From Wikipedia, the free encyclopedia

In the C family of programming languages, a trigraph is a sequence of three characters that represents a single character, the first two of which are both question marks.

The reason for their existence is that the basic character set of C is a subset of the ASCII character set, but nine of its characters lie outside the smaller ISO 646 character set. The ISO 646 character set is largely equivalent to ASCII, except that certain punctuation characters present in ASCII were allowed to be removed, to leave room for "national characters". In other words, users of non-English languages were free to reassign those characters to other symbols needed in their language. However, this posed a problem for C programming, since those removed punctuation characters are used in C. The ANSI C committee invented trigraphs to permit programs to be written using just the ISO 646 character set. The non-ASCII ISO 646 character sets are not used today, but trigraphs remain in the C standard.
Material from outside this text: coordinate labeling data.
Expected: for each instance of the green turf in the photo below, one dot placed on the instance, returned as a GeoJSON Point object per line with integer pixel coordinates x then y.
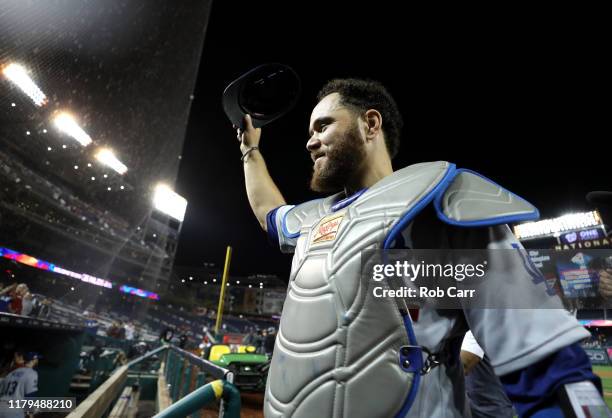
{"type": "Point", "coordinates": [606, 382]}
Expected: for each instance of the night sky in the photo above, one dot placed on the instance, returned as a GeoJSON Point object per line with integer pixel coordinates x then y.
{"type": "Point", "coordinates": [519, 102]}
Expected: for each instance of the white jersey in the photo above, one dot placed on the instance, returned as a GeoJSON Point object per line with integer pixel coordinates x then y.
{"type": "Point", "coordinates": [15, 386]}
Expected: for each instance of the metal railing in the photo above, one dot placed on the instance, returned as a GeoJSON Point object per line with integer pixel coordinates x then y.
{"type": "Point", "coordinates": [185, 375]}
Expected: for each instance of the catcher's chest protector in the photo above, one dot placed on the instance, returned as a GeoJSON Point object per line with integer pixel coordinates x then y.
{"type": "Point", "coordinates": [337, 350]}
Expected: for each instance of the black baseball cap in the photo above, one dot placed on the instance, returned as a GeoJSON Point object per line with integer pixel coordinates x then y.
{"type": "Point", "coordinates": [266, 92]}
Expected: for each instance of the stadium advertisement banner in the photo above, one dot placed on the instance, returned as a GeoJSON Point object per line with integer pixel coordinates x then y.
{"type": "Point", "coordinates": [44, 265]}
{"type": "Point", "coordinates": [598, 356]}
{"type": "Point", "coordinates": [139, 292]}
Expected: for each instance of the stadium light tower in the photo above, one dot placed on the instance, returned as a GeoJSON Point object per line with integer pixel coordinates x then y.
{"type": "Point", "coordinates": [167, 201]}
{"type": "Point", "coordinates": [108, 158]}
{"type": "Point", "coordinates": [19, 76]}
{"type": "Point", "coordinates": [68, 125]}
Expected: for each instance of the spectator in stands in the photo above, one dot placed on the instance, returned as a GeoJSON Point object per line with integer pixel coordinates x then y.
{"type": "Point", "coordinates": [113, 330]}
{"type": "Point", "coordinates": [27, 303]}
{"type": "Point", "coordinates": [20, 384]}
{"type": "Point", "coordinates": [91, 324]}
{"type": "Point", "coordinates": [5, 297]}
{"type": "Point", "coordinates": [129, 331]}
{"type": "Point", "coordinates": [16, 304]}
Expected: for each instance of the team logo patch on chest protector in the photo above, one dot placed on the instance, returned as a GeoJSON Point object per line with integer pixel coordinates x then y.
{"type": "Point", "coordinates": [327, 229]}
{"type": "Point", "coordinates": [337, 350]}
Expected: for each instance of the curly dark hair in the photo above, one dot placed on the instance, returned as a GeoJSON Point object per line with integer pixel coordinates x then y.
{"type": "Point", "coordinates": [363, 94]}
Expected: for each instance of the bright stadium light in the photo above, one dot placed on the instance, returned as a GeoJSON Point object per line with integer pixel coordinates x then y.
{"type": "Point", "coordinates": [551, 227]}
{"type": "Point", "coordinates": [107, 157]}
{"type": "Point", "coordinates": [66, 123]}
{"type": "Point", "coordinates": [19, 76]}
{"type": "Point", "coordinates": [167, 201]}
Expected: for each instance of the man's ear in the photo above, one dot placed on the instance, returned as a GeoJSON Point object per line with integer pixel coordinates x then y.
{"type": "Point", "coordinates": [373, 120]}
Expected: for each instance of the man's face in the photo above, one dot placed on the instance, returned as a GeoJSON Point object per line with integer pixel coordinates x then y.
{"type": "Point", "coordinates": [336, 145]}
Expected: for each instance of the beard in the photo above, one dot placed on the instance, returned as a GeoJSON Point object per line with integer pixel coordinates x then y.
{"type": "Point", "coordinates": [342, 162]}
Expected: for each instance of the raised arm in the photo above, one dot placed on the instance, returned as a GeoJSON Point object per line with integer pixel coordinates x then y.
{"type": "Point", "coordinates": [261, 190]}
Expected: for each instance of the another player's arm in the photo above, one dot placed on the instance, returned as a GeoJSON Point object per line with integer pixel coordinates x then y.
{"type": "Point", "coordinates": [261, 190]}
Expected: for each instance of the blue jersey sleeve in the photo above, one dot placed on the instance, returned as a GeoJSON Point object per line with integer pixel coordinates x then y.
{"type": "Point", "coordinates": [533, 390]}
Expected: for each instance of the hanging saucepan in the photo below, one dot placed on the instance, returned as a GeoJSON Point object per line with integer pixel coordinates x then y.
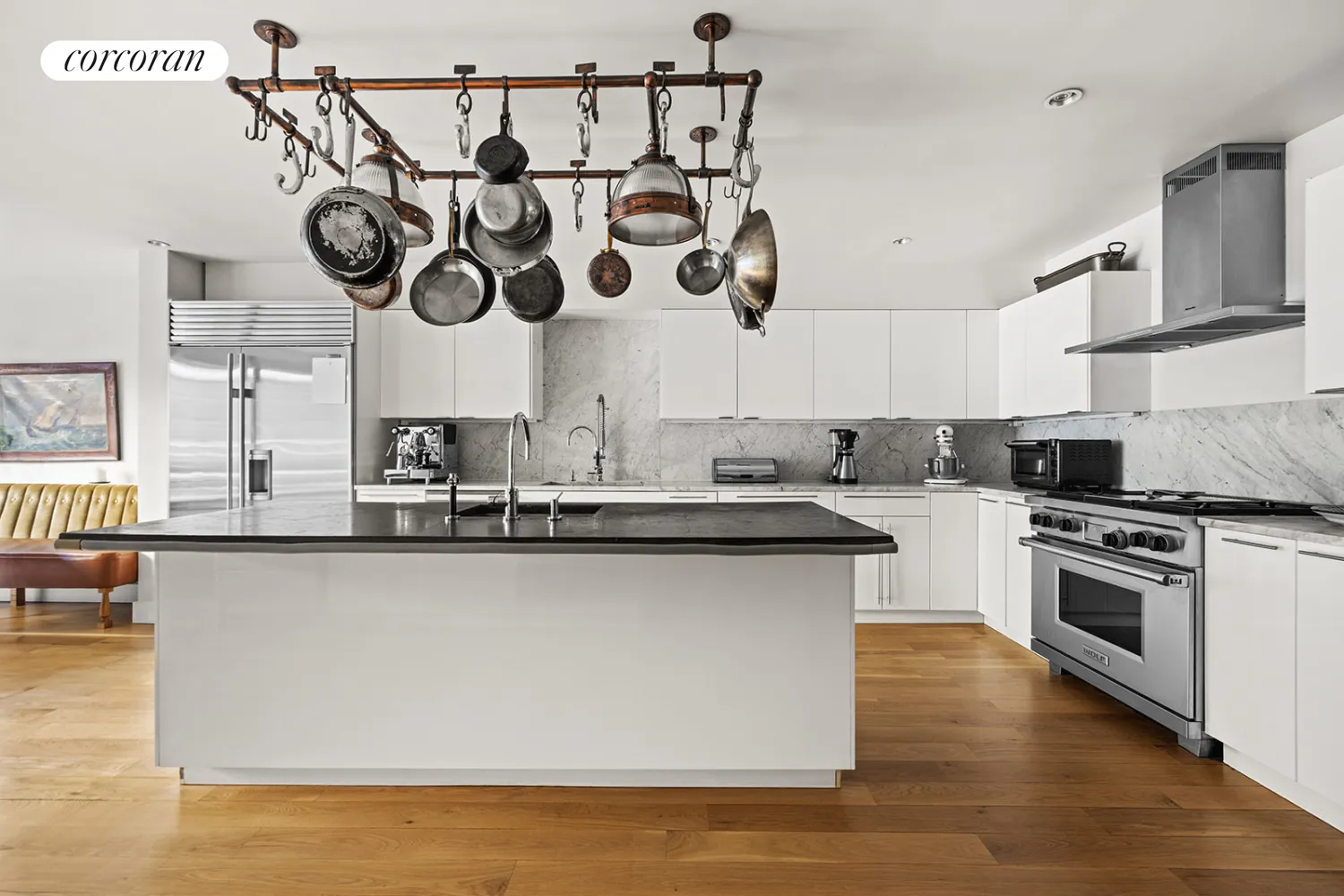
{"type": "Point", "coordinates": [609, 273]}
{"type": "Point", "coordinates": [376, 297]}
{"type": "Point", "coordinates": [505, 258]}
{"type": "Point", "coordinates": [500, 159]}
{"type": "Point", "coordinates": [349, 236]}
{"type": "Point", "coordinates": [535, 295]}
{"type": "Point", "coordinates": [702, 269]}
{"type": "Point", "coordinates": [511, 212]}
{"type": "Point", "coordinates": [453, 288]}
{"type": "Point", "coordinates": [752, 263]}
Trigraphs are rarely used outside compiler test suites. Many compilers either have an option to turn recognition of trigraphs off, or disable trigraphs by default and have an option to turn them on. Some can issue warnings when they encounter trigraphs in source files. It is unfortunate that compilers are required to support them to claim conformance -- their processing is a heavy burden as every character in every source file has to be checked to see if it introduces a trigraph. Borland supplied a separate program, the trigraph preprocessor, to deal with the problem.

[edit] Trigraph sequences

The C preprocessor replaces all occurrences of the following nine trigraph sequences by their single-character equivalents before any other processing.
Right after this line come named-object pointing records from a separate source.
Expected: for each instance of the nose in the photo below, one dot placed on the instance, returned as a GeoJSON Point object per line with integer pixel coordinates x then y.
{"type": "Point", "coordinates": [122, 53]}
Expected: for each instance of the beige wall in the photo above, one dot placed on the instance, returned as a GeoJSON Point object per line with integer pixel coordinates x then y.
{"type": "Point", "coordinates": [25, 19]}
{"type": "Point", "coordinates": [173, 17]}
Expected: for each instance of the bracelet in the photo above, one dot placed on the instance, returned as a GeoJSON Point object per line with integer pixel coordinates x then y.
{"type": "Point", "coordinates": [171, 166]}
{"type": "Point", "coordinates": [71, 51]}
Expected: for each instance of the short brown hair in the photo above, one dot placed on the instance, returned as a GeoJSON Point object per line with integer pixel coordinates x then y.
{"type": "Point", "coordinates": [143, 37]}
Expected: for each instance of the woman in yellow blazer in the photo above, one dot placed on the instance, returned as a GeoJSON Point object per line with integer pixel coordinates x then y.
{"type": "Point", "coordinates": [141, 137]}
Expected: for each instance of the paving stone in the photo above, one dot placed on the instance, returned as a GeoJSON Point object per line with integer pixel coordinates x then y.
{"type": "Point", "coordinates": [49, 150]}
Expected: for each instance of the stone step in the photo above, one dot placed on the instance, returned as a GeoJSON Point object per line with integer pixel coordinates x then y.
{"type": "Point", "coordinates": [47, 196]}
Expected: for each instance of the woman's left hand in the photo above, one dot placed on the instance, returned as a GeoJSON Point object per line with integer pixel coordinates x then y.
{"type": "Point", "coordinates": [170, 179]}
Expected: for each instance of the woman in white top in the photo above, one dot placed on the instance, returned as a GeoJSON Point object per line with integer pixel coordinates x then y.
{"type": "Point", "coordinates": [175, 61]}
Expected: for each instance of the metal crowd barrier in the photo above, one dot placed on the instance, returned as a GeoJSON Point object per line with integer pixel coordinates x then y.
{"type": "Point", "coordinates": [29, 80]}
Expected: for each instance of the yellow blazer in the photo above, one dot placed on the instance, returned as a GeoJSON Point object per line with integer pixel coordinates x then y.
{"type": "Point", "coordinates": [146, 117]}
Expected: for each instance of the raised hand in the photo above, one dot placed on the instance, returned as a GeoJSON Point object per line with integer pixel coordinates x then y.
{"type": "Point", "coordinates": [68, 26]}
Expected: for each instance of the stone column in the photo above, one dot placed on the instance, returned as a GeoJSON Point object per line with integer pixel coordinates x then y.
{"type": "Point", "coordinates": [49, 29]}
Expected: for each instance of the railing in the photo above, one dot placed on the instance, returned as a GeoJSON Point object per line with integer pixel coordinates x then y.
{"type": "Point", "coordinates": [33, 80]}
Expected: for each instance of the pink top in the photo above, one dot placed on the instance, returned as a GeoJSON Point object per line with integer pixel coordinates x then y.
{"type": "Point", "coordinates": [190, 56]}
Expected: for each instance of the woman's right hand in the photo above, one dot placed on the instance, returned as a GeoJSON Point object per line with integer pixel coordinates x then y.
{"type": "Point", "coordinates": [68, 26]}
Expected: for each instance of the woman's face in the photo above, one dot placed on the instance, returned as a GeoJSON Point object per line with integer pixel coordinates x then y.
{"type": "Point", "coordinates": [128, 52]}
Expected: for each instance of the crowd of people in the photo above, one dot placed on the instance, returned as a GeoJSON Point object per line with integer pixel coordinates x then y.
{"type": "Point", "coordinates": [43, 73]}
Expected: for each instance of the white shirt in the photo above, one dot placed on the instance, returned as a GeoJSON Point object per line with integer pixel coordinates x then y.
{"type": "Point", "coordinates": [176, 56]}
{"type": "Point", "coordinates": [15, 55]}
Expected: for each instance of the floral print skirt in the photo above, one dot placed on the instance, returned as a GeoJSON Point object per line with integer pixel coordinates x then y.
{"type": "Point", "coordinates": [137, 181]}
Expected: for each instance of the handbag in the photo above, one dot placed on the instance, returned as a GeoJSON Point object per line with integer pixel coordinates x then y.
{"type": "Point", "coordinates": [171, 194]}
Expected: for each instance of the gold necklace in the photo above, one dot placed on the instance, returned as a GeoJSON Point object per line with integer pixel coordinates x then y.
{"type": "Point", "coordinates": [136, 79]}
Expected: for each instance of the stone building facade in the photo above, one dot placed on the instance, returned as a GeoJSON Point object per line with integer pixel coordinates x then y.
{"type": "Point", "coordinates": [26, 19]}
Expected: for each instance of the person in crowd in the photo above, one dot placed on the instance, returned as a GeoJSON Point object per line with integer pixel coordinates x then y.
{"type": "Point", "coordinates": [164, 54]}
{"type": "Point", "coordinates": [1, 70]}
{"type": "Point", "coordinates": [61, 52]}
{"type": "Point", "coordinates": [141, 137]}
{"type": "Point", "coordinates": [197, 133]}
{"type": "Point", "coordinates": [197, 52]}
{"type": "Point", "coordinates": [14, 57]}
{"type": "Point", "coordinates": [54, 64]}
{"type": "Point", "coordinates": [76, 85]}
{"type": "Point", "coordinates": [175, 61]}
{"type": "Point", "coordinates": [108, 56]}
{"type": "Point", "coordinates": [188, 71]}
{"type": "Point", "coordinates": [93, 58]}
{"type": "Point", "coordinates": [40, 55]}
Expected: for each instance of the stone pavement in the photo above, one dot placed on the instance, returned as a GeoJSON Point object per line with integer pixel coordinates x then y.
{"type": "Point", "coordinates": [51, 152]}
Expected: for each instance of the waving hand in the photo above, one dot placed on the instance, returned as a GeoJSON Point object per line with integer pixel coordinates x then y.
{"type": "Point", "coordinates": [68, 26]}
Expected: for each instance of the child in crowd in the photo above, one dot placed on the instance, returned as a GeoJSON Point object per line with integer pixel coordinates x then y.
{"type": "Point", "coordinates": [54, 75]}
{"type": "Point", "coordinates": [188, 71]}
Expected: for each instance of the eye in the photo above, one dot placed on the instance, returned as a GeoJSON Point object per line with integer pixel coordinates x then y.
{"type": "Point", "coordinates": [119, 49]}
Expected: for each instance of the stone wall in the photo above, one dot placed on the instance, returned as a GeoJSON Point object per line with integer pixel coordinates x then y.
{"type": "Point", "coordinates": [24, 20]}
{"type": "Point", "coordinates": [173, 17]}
    Trigraph     Equivalent
    ========     ==========
      ??=            #
      ??/            \
      ??'            ^
      ??(            [
      ??)            ]
      ??!            |
      ??<            {
      ??>            }
      ??-            ~

Note that ??? is not a trigraph sequence.

The ??/ trigraph can be used to introduce an escaped newline for line splicing; this makes correct and efficient handling of trigraphs within the preprocessor particularly problematic.

[edit] Example

An example of a C program that uses all the defined trigraphs:

??=include <stdio.h>                 /* #           */

int main(void)
??<                                  /* {           */
        char n??(5??);               /* [ and ]     */

        n??(4??) = 'a';
        printf("%c??/n", n??(4??));  /* ??/ = \     */
        
        return ??- 0 ??' 1 ??! 2;    /* ~, ^ and |  */
??>                                  /* }           */

[edit] Disambiguation

You may want to place two question marks together yet not have the compiler treat them as introducing a trigraph. The C grammar does not permit two subsequent ? tokens, so the only places in a C file where you might want to use two question marks in a row would be in character and string literals, and comments.

To safely place two consecutive question marks within a literal you should use the escape sequence ?\?.

The ??/ trigraph forms an escaped newline when followed by a new line. This can cause surprises, particularly within comments. For example:

 // Will the next line be executed????????????????/
 a++;

which is a single logical comment line, and

 /??/
 * A comment *??/
 /

which is a correctly formed block comment.